De ideale leeftijd om te emigreren ligt volgens de emigratie-expert tussen de 25 en 35 jaar. „Mensen in die leeftijdscategorie hebben dan meestal een afgeronde opleiding en een paar jaar werkervaring. Ook zijn ze nog niet vastgeroest in patronen en flexibel genoeg om te schakelen naar een nieuw leven.” CBS-cijfers geven inderdaad aan dat de grootste groep emigranten (bijna 44 procent) tussen de 25 en 40 jaar is.
Pensioen
Ook in het lijstje cijfers: de 65-plussers, oftewel de pensioenmigranten. Na een heel leven in Nederland besluiten elk jaar duizenden gepensioneerden alsnog hun leven om te gooien. En dat aantal zal volgens wetenschappers van het Nederlandse demografische instituut NIDI de komende jaren alleen maar stijgen. Het NIDI deed vorig jaar voor het eerst onderzoek naar deze groep. Onderzoekster Juul Spaan: „Door maatschappelijke ontwikkelingen zijn ouderen een actief deel van de bevolking geworden. Het goedkope reizen en de mogelijkheden tot digitaal contact doen de rest. Waarom zou je niet gaan, als je geliefden onder handbereik blijven?”
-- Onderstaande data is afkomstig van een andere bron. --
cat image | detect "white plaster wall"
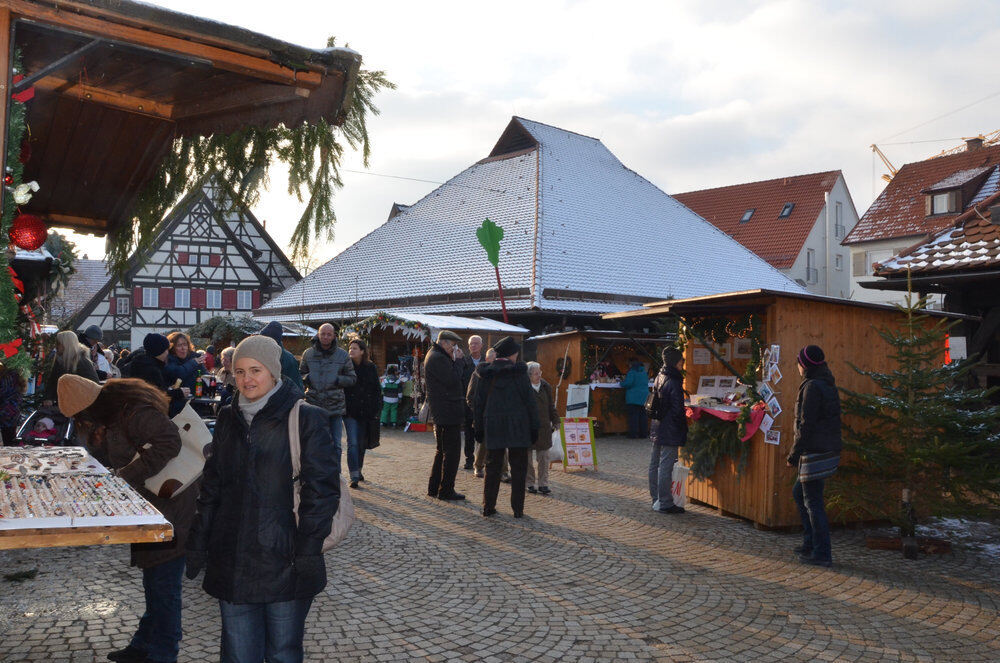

Gepensioneerden vertrekken, net als jongere emigranten, vooral om meer ruimte en natuur om zich heen te hebben, constateerden de onderzoekers. De zon, warmer weer en ”de mensen” worden daarnaast bijna net zo vaak genoemd. Maar, en dat was verrassend, ouderen bleken meer drijfveren te hebben om Nederland te verlaten. Spaan: „De helft van de respondenten gaf aan een nieuw leven te willen beginnen. Misschien willen ze dan gewoon iets totaal anders, of een schone lei. Ook valt op dat een op de vijf respondenten zei weinig goede banden te hebben in Nederland. Zij hebben blijkbaar geen sterk sociaal netwerk dat hen bindt aan ons land.”
Het aantal potentiële pensioenmigranten neemt toe, maar Spaan kan geen voorspellingen doen of dat zich dat zal vertalen in een grote stijging van het aantal gepensioneerden dat hun biezen pakt. Emigratieadviseur Hiltemann wijst erop dat pensioenmigranten niet langer zomaar overal naartoe kunnen. „Verwegbestemmingen kwam je vroeger als oudere soms al binnen als je er een paar keer was geweest. Nu is dat vrijwel onmogelijk. Alleen als er al meerderjarige kinderen van je wonen, maak je een kans. Maar ook op ons continent kun je je droom natuurlijk prima waarmaken. En het voordeel: Nederland is nooit ver weg.”